Models developed according to this Recommendation estimate the speech quality based on IP-bit-stream and the temporal distribution of speech in the reference speech sample. The models use the adaptiveness of the jitter buffer in the end client as well as IP transport and underlying transport behaviour of typical voice services such as high definition voice over Internet protocol (HD VoIP) and VoLTE (including NB, WB, SWB and FB) and over the top (OTT) (e.g., WhatsApp, Skype, Viber, WeChat, among others).

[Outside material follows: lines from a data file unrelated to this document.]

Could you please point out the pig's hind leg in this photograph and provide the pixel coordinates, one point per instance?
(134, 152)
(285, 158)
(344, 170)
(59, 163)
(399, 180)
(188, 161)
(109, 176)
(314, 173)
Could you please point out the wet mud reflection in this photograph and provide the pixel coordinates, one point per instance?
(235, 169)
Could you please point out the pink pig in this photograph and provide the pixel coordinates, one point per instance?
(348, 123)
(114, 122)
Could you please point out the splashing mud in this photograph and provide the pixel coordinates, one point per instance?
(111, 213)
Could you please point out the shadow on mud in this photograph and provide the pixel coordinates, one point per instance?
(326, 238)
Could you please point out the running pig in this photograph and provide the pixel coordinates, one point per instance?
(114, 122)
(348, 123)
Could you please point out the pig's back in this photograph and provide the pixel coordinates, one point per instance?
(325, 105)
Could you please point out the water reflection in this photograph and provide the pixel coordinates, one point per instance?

This Recommendation specifies techniques using machine learning to predict speech quality based on what it has learnt in the controlled and verified environment of the framework. Continuous learning based on real time adaptation of the ML algorithm's coefficients is not used. In addition, the Recommendation explains how the framework should be used and what are the requirements to be met in order for a ML based predictor to conform to this Recommendation. Test datasets are provided and required to be used in order to prove that models developed based on the framework meet the minimum required performance as defined by the framework. The Recommendation also specifies conditions and requirements for an independent additional validation of models developed based on the framework.
1 This Recommendation includes electronic attachments containing detailed descriptions of generic jitter files and a reference speech sample (see Annex F).